Pangeanic has sponsored the European Association Machine Translation (EAMT) 2020 conference . Due to current traveling restrictions, the conference was held online. It had been postponed from its original summer date in Lisbon to 3-5 November 2020. The conference included a research track, a translator track, a user track and a project-products track. The different racks allowed the exchange of ideas between researchers, practitioners, machine translation technology developers and the translation industry in general. Pangeanic and its technological division PangeaMT presented 3 posters:

One poster in the user track called “A User Study of the Incremental Learning in NMT” [video] in collaboration with the research group PRHLT of the Polytechnic University of Valencia. This industry-academic collaboration carried out a study involving professional translators. Online learning was performed (training engines as human feedback was provided). User opinions on engine improvement are provided in the study.The conclusion of our research is that users of machine translation systems are much happier and yield more words per hour when engines are adapted with their own output as neural machine translation engines learn to mimic their style quickly.
A poster in project-products track about our MAPA CEF project were an anonymization toolkit is being developed. MAPA stands for Multilingual Anonimyzation for Public Administrations which Pangeanic leads together with European data organizations and the French National Research Center, among others.

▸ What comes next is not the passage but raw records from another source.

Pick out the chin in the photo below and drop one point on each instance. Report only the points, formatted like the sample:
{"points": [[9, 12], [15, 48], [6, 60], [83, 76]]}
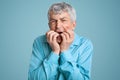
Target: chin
{"points": [[59, 39]]}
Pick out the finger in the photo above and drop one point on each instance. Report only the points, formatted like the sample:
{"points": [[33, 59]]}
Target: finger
{"points": [[66, 35], [48, 34], [51, 36], [63, 37], [55, 36], [70, 33]]}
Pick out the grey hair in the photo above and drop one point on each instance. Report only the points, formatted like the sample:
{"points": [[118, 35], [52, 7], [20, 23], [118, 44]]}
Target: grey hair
{"points": [[58, 8]]}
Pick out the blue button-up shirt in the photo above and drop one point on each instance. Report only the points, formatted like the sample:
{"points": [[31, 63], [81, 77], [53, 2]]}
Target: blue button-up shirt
{"points": [[72, 64]]}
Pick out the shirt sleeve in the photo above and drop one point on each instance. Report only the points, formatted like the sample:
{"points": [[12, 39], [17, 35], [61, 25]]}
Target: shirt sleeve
{"points": [[42, 68], [80, 69]]}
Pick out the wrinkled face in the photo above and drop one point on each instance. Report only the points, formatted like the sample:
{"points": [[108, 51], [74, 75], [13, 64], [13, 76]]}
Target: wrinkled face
{"points": [[60, 23]]}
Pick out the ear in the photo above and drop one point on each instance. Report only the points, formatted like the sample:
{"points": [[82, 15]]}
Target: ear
{"points": [[74, 25]]}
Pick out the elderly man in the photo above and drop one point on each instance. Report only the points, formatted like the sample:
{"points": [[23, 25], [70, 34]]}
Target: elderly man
{"points": [[61, 54]]}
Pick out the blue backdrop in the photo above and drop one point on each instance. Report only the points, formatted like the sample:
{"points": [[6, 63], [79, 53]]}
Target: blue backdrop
{"points": [[21, 21]]}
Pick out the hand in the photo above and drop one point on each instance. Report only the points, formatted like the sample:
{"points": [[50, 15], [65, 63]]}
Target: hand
{"points": [[67, 39], [52, 40]]}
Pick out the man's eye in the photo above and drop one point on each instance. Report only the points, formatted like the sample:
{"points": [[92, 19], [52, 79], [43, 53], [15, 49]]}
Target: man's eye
{"points": [[52, 21]]}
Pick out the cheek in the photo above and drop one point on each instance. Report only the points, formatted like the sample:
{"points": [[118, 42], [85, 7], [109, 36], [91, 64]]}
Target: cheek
{"points": [[52, 27]]}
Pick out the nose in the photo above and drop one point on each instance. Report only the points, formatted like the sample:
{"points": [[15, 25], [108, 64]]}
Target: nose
{"points": [[59, 24]]}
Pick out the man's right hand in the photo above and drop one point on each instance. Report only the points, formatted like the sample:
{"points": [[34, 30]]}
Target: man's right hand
{"points": [[52, 40]]}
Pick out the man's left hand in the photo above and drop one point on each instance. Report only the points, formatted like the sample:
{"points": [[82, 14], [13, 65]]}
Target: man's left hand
{"points": [[67, 39]]}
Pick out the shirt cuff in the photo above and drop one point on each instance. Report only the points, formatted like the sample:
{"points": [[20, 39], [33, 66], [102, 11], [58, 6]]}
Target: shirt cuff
{"points": [[65, 56], [53, 58]]}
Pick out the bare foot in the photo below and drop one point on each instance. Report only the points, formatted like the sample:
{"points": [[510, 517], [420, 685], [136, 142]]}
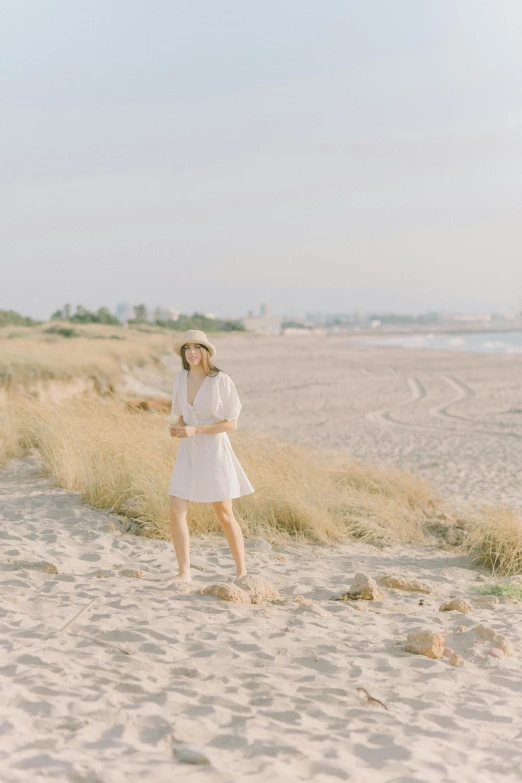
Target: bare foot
{"points": [[179, 578]]}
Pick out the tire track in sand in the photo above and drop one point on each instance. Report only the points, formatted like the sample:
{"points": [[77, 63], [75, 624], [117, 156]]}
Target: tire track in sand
{"points": [[384, 415], [465, 392], [418, 392]]}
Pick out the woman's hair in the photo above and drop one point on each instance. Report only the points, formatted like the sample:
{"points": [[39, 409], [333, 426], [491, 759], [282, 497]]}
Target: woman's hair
{"points": [[206, 361]]}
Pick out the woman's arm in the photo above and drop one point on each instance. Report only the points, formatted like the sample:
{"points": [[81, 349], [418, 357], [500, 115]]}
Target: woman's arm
{"points": [[203, 429], [213, 429]]}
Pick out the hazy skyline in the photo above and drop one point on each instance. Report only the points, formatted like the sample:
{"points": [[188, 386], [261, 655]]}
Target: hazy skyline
{"points": [[339, 156]]}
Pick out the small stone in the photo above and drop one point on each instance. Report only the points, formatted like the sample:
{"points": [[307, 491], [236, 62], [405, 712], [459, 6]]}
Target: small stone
{"points": [[505, 646], [258, 589], [302, 601], [131, 572], [406, 583], [426, 643], [259, 544], [486, 599], [364, 588], [455, 536], [35, 565], [187, 754], [457, 605], [485, 634], [228, 592], [498, 639]]}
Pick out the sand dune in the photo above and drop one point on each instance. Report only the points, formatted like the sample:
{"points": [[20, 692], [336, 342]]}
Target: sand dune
{"points": [[454, 417], [251, 692]]}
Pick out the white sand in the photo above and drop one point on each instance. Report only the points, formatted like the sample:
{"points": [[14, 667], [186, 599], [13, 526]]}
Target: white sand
{"points": [[453, 417], [267, 693]]}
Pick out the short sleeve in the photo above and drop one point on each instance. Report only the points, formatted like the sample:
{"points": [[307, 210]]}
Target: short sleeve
{"points": [[176, 404], [225, 402]]}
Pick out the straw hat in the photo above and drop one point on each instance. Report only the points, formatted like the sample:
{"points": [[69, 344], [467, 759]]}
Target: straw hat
{"points": [[193, 336]]}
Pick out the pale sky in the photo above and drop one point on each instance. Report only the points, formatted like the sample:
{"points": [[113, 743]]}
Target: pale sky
{"points": [[321, 155]]}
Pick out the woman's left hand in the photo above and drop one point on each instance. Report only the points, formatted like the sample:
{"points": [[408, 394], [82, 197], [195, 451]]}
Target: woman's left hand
{"points": [[183, 432]]}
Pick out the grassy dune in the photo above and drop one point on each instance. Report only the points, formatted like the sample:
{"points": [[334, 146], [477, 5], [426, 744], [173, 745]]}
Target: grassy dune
{"points": [[31, 358], [122, 459]]}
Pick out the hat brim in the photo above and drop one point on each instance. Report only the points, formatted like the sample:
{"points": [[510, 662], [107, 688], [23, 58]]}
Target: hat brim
{"points": [[178, 345]]}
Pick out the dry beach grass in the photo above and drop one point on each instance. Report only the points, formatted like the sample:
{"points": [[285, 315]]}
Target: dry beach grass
{"points": [[121, 459], [108, 674]]}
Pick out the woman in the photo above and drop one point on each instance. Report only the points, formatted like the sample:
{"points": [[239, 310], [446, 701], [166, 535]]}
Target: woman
{"points": [[206, 471]]}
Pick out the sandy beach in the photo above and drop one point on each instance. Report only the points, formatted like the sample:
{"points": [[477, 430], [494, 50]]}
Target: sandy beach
{"points": [[152, 684], [453, 417]]}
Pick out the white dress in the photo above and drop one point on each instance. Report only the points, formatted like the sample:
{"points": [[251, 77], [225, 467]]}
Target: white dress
{"points": [[206, 467]]}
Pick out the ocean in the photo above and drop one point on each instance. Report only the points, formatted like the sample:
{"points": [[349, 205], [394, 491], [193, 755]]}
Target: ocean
{"points": [[478, 342]]}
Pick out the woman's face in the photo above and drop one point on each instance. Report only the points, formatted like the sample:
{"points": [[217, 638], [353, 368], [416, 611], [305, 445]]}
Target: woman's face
{"points": [[193, 354]]}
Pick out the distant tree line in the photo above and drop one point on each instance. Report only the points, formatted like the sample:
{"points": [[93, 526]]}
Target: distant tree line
{"points": [[11, 318], [395, 318], [83, 316], [141, 316], [199, 321]]}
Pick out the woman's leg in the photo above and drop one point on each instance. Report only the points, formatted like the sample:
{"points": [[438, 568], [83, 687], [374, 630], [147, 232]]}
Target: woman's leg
{"points": [[233, 533], [180, 537]]}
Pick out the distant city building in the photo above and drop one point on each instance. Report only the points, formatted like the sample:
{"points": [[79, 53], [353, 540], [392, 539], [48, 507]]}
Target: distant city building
{"points": [[124, 312], [265, 323], [166, 314]]}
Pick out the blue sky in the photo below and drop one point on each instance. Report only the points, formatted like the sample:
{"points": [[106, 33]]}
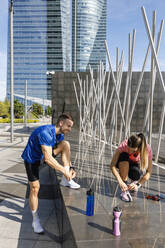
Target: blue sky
{"points": [[123, 17]]}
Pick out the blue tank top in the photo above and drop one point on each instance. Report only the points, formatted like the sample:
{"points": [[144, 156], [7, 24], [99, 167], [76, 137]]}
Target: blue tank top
{"points": [[43, 135]]}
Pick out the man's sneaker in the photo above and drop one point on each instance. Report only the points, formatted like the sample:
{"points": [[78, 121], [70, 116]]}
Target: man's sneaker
{"points": [[37, 227], [125, 196], [71, 184]]}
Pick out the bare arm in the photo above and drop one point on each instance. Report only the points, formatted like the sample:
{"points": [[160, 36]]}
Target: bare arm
{"points": [[47, 152], [145, 178], [148, 173], [115, 172]]}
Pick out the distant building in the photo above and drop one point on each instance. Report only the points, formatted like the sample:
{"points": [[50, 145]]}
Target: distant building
{"points": [[88, 33], [41, 33]]}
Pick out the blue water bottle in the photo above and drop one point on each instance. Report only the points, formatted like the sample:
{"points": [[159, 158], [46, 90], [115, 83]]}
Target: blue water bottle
{"points": [[90, 203]]}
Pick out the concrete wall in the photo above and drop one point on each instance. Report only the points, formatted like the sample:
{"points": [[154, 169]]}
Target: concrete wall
{"points": [[63, 97]]}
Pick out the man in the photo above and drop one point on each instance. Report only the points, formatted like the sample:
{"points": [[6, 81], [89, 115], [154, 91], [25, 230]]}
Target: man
{"points": [[46, 142]]}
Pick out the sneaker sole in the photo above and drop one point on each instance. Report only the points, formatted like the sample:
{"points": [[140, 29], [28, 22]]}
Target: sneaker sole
{"points": [[40, 233]]}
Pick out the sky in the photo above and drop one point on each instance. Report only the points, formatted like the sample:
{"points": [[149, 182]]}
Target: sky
{"points": [[123, 17]]}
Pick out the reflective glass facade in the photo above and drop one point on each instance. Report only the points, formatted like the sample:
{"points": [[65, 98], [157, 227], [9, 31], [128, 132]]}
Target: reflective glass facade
{"points": [[88, 33], [41, 33]]}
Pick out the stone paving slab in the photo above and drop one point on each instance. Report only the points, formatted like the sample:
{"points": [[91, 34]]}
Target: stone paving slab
{"points": [[15, 215]]}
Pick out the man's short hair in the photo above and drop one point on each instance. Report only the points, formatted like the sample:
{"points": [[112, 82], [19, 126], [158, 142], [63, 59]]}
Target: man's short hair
{"points": [[64, 117]]}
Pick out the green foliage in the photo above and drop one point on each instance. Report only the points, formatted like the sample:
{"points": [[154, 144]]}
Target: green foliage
{"points": [[37, 109], [48, 111], [18, 109]]}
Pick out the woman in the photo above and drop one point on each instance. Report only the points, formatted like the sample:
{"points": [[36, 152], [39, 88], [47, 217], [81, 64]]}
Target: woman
{"points": [[133, 158]]}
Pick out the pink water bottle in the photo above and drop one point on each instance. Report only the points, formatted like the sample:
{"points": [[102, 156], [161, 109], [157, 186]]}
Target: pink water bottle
{"points": [[116, 220]]}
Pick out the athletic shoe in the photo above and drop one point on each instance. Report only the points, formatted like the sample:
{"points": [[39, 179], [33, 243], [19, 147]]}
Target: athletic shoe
{"points": [[134, 191], [71, 184], [37, 227], [125, 196]]}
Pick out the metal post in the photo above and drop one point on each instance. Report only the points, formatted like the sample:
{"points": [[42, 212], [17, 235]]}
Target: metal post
{"points": [[11, 74], [25, 120], [153, 74]]}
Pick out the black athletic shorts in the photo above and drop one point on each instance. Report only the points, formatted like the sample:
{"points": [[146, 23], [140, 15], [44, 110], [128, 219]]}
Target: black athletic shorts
{"points": [[32, 170], [134, 168]]}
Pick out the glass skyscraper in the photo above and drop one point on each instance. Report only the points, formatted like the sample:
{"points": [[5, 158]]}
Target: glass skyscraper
{"points": [[88, 33], [41, 34]]}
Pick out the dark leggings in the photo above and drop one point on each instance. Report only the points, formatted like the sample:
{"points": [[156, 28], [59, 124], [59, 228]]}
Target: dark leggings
{"points": [[134, 172]]}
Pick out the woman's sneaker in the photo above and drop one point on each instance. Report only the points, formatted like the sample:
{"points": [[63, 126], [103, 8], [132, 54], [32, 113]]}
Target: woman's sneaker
{"points": [[125, 196], [71, 184]]}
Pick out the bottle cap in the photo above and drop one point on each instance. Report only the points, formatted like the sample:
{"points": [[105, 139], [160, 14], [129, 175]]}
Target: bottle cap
{"points": [[90, 192], [117, 209]]}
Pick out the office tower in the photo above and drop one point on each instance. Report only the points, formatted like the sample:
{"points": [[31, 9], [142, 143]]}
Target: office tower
{"points": [[88, 33], [41, 34]]}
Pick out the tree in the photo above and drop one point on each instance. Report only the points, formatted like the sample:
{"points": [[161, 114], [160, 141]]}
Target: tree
{"points": [[18, 109], [37, 109]]}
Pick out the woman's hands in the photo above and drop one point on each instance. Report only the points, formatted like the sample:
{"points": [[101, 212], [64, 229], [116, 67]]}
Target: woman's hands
{"points": [[133, 186], [123, 186]]}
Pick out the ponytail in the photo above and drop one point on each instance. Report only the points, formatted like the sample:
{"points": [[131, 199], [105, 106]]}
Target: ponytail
{"points": [[143, 152]]}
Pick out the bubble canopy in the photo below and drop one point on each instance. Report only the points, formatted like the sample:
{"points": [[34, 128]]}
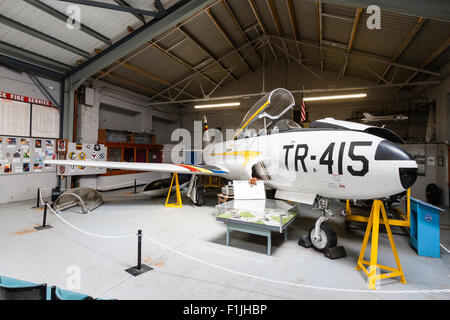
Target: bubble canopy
{"points": [[265, 111]]}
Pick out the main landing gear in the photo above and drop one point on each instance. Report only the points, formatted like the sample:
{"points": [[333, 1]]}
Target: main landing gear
{"points": [[321, 235]]}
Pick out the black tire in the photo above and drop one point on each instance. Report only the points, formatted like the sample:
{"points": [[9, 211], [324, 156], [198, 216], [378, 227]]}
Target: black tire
{"points": [[200, 197], [328, 238], [347, 226]]}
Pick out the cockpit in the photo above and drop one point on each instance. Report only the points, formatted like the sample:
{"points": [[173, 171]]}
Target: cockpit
{"points": [[265, 117]]}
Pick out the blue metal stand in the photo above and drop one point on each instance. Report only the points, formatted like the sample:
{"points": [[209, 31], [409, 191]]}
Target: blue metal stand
{"points": [[425, 232]]}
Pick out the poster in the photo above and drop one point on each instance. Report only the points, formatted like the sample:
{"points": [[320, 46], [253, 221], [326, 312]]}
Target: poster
{"points": [[20, 155], [79, 151]]}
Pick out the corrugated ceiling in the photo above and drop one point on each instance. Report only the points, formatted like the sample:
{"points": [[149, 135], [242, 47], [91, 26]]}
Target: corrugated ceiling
{"points": [[183, 55]]}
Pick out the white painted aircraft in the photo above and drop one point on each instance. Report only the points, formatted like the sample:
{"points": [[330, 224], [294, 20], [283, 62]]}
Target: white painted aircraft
{"points": [[371, 118], [331, 160]]}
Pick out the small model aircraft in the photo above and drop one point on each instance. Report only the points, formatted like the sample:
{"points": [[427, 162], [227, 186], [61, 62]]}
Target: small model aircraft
{"points": [[332, 159], [371, 118]]}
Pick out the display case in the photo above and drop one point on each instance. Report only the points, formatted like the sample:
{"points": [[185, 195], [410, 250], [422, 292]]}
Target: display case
{"points": [[271, 214]]}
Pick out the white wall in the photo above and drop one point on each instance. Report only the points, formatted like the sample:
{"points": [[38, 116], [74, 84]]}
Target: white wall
{"points": [[119, 109], [292, 77], [295, 77], [18, 187], [441, 94]]}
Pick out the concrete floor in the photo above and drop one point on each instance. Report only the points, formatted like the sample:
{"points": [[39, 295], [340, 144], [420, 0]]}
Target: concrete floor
{"points": [[299, 273]]}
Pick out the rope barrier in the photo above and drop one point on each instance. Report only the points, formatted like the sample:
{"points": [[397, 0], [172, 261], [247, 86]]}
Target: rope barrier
{"points": [[87, 232], [247, 274]]}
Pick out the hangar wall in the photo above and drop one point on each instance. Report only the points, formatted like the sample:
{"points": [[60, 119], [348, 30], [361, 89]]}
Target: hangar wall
{"points": [[293, 76], [120, 109], [441, 94], [24, 186]]}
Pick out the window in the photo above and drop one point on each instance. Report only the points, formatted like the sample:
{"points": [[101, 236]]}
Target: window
{"points": [[128, 155], [14, 118], [141, 155]]}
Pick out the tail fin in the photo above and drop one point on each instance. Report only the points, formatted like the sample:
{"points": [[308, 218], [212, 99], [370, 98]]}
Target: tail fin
{"points": [[206, 136]]}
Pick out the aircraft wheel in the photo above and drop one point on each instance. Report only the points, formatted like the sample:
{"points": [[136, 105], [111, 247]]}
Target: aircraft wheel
{"points": [[347, 226], [200, 197], [327, 238]]}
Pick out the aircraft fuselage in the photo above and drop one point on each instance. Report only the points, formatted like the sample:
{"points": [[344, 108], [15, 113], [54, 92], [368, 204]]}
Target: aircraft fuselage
{"points": [[340, 164]]}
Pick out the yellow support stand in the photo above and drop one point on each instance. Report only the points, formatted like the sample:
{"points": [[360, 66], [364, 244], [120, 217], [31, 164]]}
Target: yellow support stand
{"points": [[403, 222], [178, 204], [374, 223]]}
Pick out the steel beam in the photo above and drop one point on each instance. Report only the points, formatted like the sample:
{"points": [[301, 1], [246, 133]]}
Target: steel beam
{"points": [[276, 20], [300, 91], [261, 25], [294, 25], [125, 4], [145, 73], [433, 9], [62, 17], [105, 5], [430, 58], [205, 66], [175, 14], [227, 38], [351, 40], [335, 16], [43, 89], [205, 50], [40, 35], [319, 26], [362, 55], [304, 66], [238, 26], [33, 58], [23, 66], [406, 43], [182, 62]]}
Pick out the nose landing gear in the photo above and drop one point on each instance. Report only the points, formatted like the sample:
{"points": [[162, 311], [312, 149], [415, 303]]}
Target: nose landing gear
{"points": [[322, 236]]}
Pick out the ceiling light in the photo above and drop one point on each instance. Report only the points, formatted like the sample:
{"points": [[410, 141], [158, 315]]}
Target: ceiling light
{"points": [[344, 96], [218, 105]]}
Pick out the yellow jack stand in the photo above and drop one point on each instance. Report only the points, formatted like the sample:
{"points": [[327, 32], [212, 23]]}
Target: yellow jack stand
{"points": [[374, 222], [178, 204]]}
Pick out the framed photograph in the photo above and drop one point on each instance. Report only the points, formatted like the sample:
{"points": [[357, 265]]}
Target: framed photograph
{"points": [[61, 145]]}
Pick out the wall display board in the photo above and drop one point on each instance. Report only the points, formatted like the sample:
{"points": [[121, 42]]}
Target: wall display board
{"points": [[79, 151], [19, 155]]}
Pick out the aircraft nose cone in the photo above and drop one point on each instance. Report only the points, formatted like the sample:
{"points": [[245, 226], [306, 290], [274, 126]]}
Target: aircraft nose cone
{"points": [[408, 176]]}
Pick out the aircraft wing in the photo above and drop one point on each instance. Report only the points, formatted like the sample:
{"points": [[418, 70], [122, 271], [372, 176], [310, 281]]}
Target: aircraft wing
{"points": [[156, 167]]}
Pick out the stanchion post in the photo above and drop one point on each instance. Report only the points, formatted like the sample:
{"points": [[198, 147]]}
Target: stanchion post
{"points": [[139, 268], [44, 220], [38, 198]]}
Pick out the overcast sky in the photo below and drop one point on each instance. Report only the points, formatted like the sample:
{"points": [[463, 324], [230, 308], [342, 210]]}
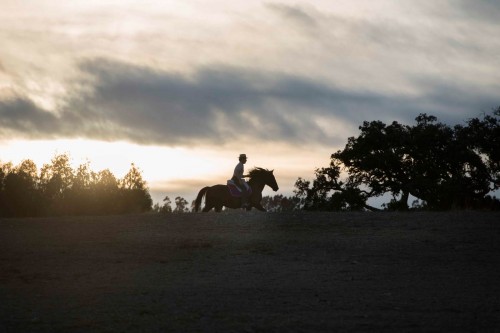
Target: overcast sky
{"points": [[299, 75]]}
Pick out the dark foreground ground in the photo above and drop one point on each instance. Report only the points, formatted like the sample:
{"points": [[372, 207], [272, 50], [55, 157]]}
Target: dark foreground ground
{"points": [[257, 272]]}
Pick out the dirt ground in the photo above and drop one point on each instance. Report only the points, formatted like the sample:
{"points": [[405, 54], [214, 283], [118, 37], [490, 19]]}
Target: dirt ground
{"points": [[252, 272]]}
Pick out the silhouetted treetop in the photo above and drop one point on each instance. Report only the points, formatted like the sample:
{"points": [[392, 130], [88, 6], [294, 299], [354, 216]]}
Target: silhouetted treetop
{"points": [[441, 165]]}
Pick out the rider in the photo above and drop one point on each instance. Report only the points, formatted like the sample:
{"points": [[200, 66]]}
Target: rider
{"points": [[239, 180]]}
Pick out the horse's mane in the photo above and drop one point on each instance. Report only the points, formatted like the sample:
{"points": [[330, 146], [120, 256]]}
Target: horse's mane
{"points": [[256, 172]]}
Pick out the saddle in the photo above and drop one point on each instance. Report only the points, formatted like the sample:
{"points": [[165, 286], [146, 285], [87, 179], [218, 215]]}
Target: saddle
{"points": [[235, 190]]}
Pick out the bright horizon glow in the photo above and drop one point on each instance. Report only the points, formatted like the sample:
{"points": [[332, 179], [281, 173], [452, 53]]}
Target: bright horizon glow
{"points": [[168, 171]]}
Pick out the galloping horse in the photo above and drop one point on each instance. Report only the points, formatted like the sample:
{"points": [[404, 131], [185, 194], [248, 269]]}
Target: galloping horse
{"points": [[218, 195]]}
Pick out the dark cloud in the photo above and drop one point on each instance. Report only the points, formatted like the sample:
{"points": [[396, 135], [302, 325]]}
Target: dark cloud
{"points": [[295, 14], [19, 114], [122, 101]]}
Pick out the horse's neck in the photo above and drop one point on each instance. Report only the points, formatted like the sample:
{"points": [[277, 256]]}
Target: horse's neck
{"points": [[257, 186]]}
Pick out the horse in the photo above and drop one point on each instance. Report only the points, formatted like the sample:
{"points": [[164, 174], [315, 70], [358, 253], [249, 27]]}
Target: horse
{"points": [[218, 196]]}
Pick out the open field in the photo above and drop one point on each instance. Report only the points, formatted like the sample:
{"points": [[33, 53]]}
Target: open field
{"points": [[256, 272]]}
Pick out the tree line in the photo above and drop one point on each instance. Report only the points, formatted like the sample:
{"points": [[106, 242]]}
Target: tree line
{"points": [[58, 189], [443, 167]]}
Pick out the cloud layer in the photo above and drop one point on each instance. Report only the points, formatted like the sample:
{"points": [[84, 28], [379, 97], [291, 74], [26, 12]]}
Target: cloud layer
{"points": [[275, 73]]}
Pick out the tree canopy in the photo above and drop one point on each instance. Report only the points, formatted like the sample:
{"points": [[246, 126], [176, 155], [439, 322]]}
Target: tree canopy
{"points": [[445, 167], [58, 189]]}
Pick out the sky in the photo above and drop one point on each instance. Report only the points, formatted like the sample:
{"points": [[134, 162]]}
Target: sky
{"points": [[181, 88]]}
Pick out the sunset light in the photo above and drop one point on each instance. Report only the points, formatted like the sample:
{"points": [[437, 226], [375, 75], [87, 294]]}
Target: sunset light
{"points": [[181, 88]]}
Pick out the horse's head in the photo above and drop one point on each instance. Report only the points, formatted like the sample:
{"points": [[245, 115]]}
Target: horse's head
{"points": [[265, 176]]}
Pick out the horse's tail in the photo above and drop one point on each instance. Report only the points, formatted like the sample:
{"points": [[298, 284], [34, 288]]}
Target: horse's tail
{"points": [[200, 196]]}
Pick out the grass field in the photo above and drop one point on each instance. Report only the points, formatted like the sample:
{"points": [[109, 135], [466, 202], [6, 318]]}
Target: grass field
{"points": [[252, 272]]}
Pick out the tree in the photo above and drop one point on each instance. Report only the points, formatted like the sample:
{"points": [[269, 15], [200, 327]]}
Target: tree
{"points": [[166, 208], [135, 192], [443, 166]]}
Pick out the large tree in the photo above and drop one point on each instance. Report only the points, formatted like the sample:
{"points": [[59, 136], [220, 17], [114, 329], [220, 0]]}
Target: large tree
{"points": [[443, 166]]}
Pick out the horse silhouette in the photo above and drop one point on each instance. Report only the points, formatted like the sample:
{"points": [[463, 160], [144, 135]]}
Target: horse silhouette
{"points": [[218, 196]]}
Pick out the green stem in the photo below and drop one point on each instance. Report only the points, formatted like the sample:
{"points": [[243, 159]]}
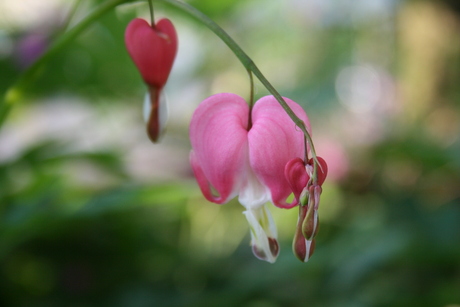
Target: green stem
{"points": [[152, 18], [246, 61], [250, 66], [14, 93]]}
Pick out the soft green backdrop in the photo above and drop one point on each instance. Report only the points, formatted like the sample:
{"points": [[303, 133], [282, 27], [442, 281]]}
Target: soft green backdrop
{"points": [[93, 214]]}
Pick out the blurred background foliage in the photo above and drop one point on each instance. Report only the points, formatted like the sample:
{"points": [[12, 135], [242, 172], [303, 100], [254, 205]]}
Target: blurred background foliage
{"points": [[93, 214]]}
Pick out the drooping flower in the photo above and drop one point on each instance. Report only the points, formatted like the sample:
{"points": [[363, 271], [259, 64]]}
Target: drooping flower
{"points": [[234, 153], [153, 50], [307, 191]]}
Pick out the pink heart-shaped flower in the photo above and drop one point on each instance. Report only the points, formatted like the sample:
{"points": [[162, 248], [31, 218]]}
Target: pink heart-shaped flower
{"points": [[153, 49]]}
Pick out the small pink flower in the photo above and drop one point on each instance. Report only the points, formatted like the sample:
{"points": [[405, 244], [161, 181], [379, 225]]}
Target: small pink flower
{"points": [[232, 156], [307, 193], [153, 50]]}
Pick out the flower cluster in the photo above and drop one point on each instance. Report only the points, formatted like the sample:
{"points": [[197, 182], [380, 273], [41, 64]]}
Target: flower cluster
{"points": [[252, 152]]}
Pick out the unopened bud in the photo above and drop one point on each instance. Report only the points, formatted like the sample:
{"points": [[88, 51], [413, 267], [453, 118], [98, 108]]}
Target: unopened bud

Pangeanic’s last poster described NTEU CEF project in the project-products track. The Neural Translation for EU will provide the largest-ever 1-1 engine farm of neural machine translation engines (not pivoting through English). All EU official language combinations are tackled (506 language arcs) including low-resourced languages.The consortium, led by Pangeanic, will also provide a large data set of around 15M perfectly clean sentences to European data organizations and repositories such as ELRC under license.